That's my best pirate face! |
On this Thanksgiving day, I ponder on how many parents of special needs children believe what a blessing their child is in their lives. How can they say their child is a blessing with so many sacrifices and challenges that comes with a severe disability that requires total care like my son? Luki is 8 and still incontinent of stool and urine. He is nonverbal and we have not had much success with using a communication device. The only two commands he has mastered are "kiss" and "high 5". He will occasionally give me an icon in exchange for a wanted item like a toy or snack and we work on this diligently through ABA therapy. His ability to communicate with the world is so very limited. Yet, he is such a sweet and happy boy who gives me very little grief and I wonder in amazement how content he can be in such a state. I hope as he gets older, the realization of his difference does not lead him to despair. I used to think raising him as a toddler was a challenge and I feared I was not cut out for the job but in hindsight, I realize he was (and is) an angel when compared to his three year old baby brother, Tae. While Tae is a very sweet little boy, his energy and demand for attention and stimulation can be overwhelming at times. Like all three year old boys, he has so much energy while Luki is slow in every movement. Comparing the two boys is like comparing a tortoise and a hare. Tae likes to bite, pull my hair, pinch and body slam me when I am lying down. I’ve never had to discipline Luki but tonight was the first time at my go at disciplining Tae. I don’t like this part of parenting but I'm not his friend, I’m his mother so it’s very important. Before Thanksgiving dinner, Tae head butted me and I am left with a swollen eye and forehead. It was by accident, but such things never happened with Luki.
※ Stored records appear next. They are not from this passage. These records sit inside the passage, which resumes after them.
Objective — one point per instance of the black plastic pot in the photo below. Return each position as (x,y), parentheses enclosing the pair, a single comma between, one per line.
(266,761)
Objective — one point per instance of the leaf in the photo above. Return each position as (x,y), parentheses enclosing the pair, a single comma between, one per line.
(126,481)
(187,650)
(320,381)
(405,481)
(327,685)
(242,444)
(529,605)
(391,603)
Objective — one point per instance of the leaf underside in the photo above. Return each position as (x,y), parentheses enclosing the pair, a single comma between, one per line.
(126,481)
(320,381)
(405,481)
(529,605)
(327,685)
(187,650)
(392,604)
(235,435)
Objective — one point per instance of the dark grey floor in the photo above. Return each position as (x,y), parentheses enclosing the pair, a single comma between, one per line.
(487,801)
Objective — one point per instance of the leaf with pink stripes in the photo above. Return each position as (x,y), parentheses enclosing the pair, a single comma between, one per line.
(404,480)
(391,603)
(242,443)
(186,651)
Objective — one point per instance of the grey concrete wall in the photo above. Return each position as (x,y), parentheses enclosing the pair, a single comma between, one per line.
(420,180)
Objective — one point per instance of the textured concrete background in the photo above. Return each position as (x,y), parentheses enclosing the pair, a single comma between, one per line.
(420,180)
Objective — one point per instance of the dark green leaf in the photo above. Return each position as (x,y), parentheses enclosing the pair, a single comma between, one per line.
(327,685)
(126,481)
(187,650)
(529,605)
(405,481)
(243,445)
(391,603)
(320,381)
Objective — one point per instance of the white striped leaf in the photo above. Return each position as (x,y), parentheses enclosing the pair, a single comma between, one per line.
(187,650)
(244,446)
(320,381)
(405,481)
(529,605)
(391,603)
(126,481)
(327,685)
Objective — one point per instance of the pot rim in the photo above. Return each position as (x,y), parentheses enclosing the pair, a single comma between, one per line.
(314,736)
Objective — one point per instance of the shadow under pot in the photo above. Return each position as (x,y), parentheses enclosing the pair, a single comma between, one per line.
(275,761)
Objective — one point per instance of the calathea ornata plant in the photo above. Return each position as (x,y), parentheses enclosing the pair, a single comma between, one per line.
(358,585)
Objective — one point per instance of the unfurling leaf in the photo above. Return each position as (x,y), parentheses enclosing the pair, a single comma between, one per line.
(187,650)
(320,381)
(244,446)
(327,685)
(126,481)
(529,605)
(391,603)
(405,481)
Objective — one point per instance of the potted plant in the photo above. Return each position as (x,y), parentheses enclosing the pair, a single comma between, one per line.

Getting back on topic: I've had to make career sacrifices to be Luki's primary caregiver, had to forego higher paying positions, the opportunity to work full time hours and move from graveyard to day shift. I've had to deal with insurance companies, rude customer service personnel on the phone for medical equipment and on and on,,, don't mean to be a bore with all that headache. So, I am not sure what other parents mean when they say their child is a special "blessing" in their lives but for me it is a gain of a spiritual nature. We are all here as spiritual beings having a human experience. But, sometimes, the lure of the material world can take over our priorities and we can lose sight of our true purpose for being in this world. I can't speak for everyone else's life purpose but referencing the great spiritual traditions of the world, I suspect it includes being more loving, patient, kind, caring and compassionate . We are all here to learn how to give and receive love because the exchange currency in God's economy is love. Luki reminds me on a daily basis that the things of this world is illusory and transitory but our soul is eternal. He reminds and helps me to work on beautifying my soul more than the flesh because he is a beautiful soul in such an imperfect physical body. And, that is OK. Through him, my heart has become genuinely more sensitive to the suffering of the world which can feel very uncomfortable at times as things hit me harder than before. On Thanksgiving morning I asked Gabe what he is thankful for with Luki and we both agree that we are grateful he has been seizure free for over two years, seems happy and we love the sound of his giggles, eats well and poops well (typical parents would not understand what a blessing the latter two are!) Our list is so drastically different for our typical three year old which include him starting to talk in sentences, eating on his own, making progress with potty training, doing well at daycare and wanting to help with the care of his older brother by attempting to feed and clean him (the last one make my heart melt more than words can say). I am grateful Luki is teaching Tae to be a loving and caring brother.
With Lucas by my side, it is easier to obey the First Commandment of putting God before all other things because I need to lean on his grace everyday on this unique journey. And for that I am truly grateful to him. I believe that before we are born, we all have free will to choose our parents, community, race and even disability we want in our earthly lifetime and some of us choose pretty challenging assignments. What if Luki chose his disability to help me on my own spiritual journey? If that be true, I could never repay him for the challenge he has taken on for my sake. I would be eternally indebted to him for his sacrifice.